Forrester was a key figure in the development of digital computing, the national air defense system, and MIT’s Lincoln Laboratory. He developed servomechanisms, radar controls, and flight-training computers for the US Navy. He led Project Whirlwind, an early MIT digital computing project. It was his work on Whirlwind that led him to invent magnetic core memory, an early form of RAM in 1949.
In the mid-1950s Forrester developed system dynamics — a model-based approach to analysing complex organizations and systems. He sought to combat the factory’s boom-and-bust cycle by examining its weekly orders, inventory, production rate, and employees. He then developed a computer simulation of the GE supply chain to show how management practices, not market forces, were causing the cycle.
Forrester’s “Industrial Dynamics” was published in 1961. The field expanded to chart the complexities of economies, supply chains, and organizations. Later, he cast the principles of system dynamics on global issues in “Urban Dynamics,” published in 1969, and “World Dynamics,” published in 1971. The latter was an integrated simulation model of population, resources, and economic growth.

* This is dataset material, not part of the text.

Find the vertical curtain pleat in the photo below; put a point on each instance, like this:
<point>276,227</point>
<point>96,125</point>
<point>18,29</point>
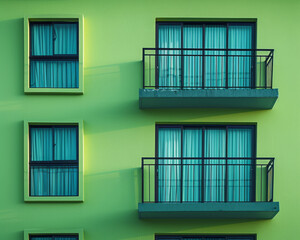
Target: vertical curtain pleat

He was the first to criticise growth economics something which did not endear him to businesses, government officials, and academics. However, in that he was proved right as population, economic growth and manic business drives climate, deforestation, collapsing fisheries, resource conflict, and mass migrations.
Forrester was married for 64 years to Susan Forrester, who died in 2010. He is survived by a daughter, Judith; two sons, Nathan and Ned; four grandchildren, Matthew, Julia, Neil, and Katherine; and two great grandchildren, Everett and Faraday.